Claude can't find the right exercise when creating a routine

search_exercise_templates is fuzzy but not magic. If Claude picks the wrong exercise, ask it to "search again with a more specific name" or pass an equipment filter (e.g. "barbell").

It's slow on the first call

The exercise library is fetched on the first lookup (one-time, ~200ms). Every call after that hits the in-memory cache. The cache lasts 24 hours.


Development

git clone https://github.com/Vellarasan/hevy-mcp.git
cd hevy-mcp
uv sync --extra dev          # creates .venv and installs deps
pytest -q                    # offline tests (no real API needed)

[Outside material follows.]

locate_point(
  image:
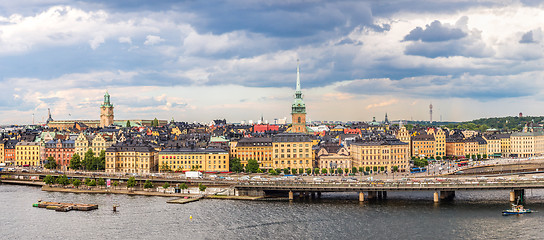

# Run against your real Hevy account:
HEVY_API_KEY=sk_live_... python smoke_test.py

# Stdio (Claude Desktop):
hevy-mcp

# HTTP (claude.ai):
hevy-mcp --http --port 8000

See CONTRIBUTING.md for the longer version.

Project layout

hevy-mcp/
├── src/hevy_mcp/
│   ├── server.py        # transport bootstrap (stdio + streamable-http)
│   ├── hevy_client.py   # async httpx client w/ retries & error mapping
│   ├── schemas.py       # Pydantic models
│   ├── cache.py         # 24-hour TTL cache
│   ├── errors.py        # HevyApiError + tool_guard
│   ├── formatters.py    # JSON → readable text
│   └── tools/           # workouts, routines, folders, templates, webhooks, analytics
├── tests/
└── Dockerfile

Releases

See CHANGELOG.md. Tagged releases publish to PyPI automatically.

License

MIT.

Thanks

This project's design owes ideas to two earlier community implementations: chrisdoc/hevy-mcp (TypeScript) and SrdjanCodes/hevy-mcp (Python). Not a fork — but worth a look if you want a different language or feature mix.

hevy-mcp is a community project and is not affiliated with or endorsed by Hevy.